I do not believe that it is credible to advocate not to get a PEG and at the same time write that one lost a ton of weight and did so against medical advice. Are we now advocating that loosing weight during cancer treatment is good?? Surely not.
Clearly you do not have to take medical advice or consent to treatment but you will have to live or die by this decision. What is next, deciding which tissues to irradiate, angles and dosage? There is a difference between an opinion and a qualified opinion.

I also disagree with the the statement that one is taking an educated risk. Since non of us know how we react to the treatment up front (how could we) and we have plenty of evidence that the majority suffers miserably, it is a gamble (hoping that one is the exception) and the odds are not good.

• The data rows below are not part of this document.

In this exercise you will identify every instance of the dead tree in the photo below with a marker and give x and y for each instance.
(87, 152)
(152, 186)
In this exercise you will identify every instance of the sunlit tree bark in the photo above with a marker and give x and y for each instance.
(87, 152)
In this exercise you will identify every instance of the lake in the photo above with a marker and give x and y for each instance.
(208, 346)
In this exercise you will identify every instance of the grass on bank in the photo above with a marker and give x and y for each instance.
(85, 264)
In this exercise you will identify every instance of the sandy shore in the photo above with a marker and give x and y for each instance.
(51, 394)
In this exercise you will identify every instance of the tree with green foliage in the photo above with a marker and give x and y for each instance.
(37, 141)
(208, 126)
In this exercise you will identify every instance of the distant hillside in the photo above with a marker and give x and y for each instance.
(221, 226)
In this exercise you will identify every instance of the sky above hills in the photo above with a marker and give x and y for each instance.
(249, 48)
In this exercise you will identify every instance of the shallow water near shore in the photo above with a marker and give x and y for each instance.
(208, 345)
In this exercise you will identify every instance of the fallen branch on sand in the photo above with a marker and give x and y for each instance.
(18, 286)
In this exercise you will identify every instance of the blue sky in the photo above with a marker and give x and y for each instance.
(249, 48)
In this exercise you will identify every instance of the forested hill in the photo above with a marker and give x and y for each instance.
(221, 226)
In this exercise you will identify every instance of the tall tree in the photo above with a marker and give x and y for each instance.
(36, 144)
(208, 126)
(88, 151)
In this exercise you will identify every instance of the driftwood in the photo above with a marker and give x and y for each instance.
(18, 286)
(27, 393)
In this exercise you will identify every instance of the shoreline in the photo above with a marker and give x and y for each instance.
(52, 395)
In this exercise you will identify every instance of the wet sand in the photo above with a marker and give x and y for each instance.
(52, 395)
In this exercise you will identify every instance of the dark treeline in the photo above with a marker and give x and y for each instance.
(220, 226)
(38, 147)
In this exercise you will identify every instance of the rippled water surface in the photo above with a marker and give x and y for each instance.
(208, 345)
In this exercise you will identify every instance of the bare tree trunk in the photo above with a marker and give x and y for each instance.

If you do not get a PEG the following may happen:
A) you will need a PEG anyway... which then will be more problematic. If you get radiated you will have a raw throat.
B) you might need hydration/feeding at the ER
C) you might get VERY lucky.

If you ask people who had a peg and therefore have experience what is like to have one, the following would be observed. There are those that absolutely needed a PEG and those may advocate that you need one. Then there are those who had one but did not use it or used it only rarely. Again! if you are VERY lucky you may belong in that group. Assuming now that you are lucky(!!) it is instructive to hear what that group has to say about it. If one scans the board the majority was glad that they had the PEG despite the fact that is was a nuisance. I did have a PEG and I used it only for a short time. Although I too lost weight I had no ER episodes for dehydration/feeding. In retrospect I probably could have done without it, nevertheless I am GLAD that I had the hated thing. As far as dependence goes: the fact that you have a PEG does not mean that you have to use it. Most of us want to get rid of the thing as soon as feasible. Stating that there is something wrong with those who are dependent on a PEG is just strange.


M


Partial glossectomy (25%) anterior tongue. 4/6/07/. IMRT start @5/24/07 (3x) Erbitux start/end@ 5/24/07. IMRT wider field (30x) start 6/5/07. Weekly cisplatin (2x30mg/m2), then weekly carbo- (5x180mg/m2). End of Tx 19 July 07.